Buyers are still in the driver’s seat but after climbing nearly 300 pips in two weeks, we may be starting to see some exhaustion. More so now that the dollar is able to put aside the midterm elections risk out of the way.
Earlier in the week, the pair broke above the 100-day MA (red line) for the first time since April. That was a key win for buyers to extend the upside move but this is where the real trouble begins.
There is no doubt that there has been plenty of positives for the kiwi as of late. Better economic data (strong labour market report), RBNZ moving forward rate hike forecast, stretched short positions continuing to be squeezed. It makes for a good cocktail for the kiwi to push higher.
But in markets, nothing ever moves in a straight line.
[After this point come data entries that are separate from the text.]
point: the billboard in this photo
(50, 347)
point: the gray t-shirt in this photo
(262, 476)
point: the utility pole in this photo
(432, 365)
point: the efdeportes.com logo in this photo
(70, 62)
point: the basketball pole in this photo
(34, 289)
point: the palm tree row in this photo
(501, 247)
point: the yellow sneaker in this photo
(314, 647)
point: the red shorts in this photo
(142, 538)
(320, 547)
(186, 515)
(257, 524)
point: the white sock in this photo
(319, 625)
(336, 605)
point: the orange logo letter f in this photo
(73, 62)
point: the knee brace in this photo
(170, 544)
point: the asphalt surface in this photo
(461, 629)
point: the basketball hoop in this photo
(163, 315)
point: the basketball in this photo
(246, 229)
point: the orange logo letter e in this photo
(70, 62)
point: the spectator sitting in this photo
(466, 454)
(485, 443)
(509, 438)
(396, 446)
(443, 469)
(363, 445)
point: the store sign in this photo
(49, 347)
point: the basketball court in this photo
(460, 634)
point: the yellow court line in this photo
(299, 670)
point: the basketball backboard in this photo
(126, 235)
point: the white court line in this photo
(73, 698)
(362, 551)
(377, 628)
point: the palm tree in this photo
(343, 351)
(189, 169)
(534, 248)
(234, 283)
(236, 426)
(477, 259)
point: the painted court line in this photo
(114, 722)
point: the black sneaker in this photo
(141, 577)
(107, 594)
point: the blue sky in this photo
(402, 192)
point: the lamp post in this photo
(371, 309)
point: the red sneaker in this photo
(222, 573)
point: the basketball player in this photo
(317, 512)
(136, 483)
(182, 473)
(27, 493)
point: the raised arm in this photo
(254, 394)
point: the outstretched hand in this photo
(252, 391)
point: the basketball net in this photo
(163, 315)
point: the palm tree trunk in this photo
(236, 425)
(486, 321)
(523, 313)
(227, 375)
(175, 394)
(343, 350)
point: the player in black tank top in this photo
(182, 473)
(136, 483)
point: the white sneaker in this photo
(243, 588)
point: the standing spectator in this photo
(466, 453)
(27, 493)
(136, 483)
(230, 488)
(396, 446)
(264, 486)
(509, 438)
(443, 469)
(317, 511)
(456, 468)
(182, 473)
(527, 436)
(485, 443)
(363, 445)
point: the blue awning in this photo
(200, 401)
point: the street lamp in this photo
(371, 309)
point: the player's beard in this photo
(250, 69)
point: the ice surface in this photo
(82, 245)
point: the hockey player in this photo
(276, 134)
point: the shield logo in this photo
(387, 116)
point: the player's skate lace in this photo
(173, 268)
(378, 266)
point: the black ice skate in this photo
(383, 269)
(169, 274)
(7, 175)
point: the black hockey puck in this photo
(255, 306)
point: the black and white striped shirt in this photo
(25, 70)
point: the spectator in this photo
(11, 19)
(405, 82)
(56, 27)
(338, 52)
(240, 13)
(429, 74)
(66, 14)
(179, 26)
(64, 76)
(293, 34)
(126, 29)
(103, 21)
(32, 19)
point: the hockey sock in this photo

And with key resistance levels lying nearby here. This is a good spot for traders to reevaluate the recent upside in the kiwi.
We’re sitting near the 0.6800 handle where offers lie but there’s also daily resistance from the 38.2 retracement level @ 0.6796 as well as swing region resistance around 0.6820 from the October 2017 low. Add to the fact that there are large expiries rolling off later today at 0.6800, it’s helping to limit gains seen so far in the pair.
Although things have been looking better for the kiwi recently, I’m still not all too optimistic about the outlook; for now at least. It’s going to take a whole lot more — especially economic growth data — to convince me that the turnaround here is nothing more than a correction.
But that’s not to say that the kiwi isn’t on the right track. Until the RBNZ decides to sway from its «next rate move could either be up or down» stance, it’s tough to argue a case for the kiwi to sustain a prolonged rally against the dollar as monetary policy divergence will eventually weigh.
I believe there will be more opportunities looking for shorts as we move closer to 0.6900 and unless price somehow breaks above the 200-day MA (blue line), I’m more convinced the medium-term outlook is still for a move lower in the pair.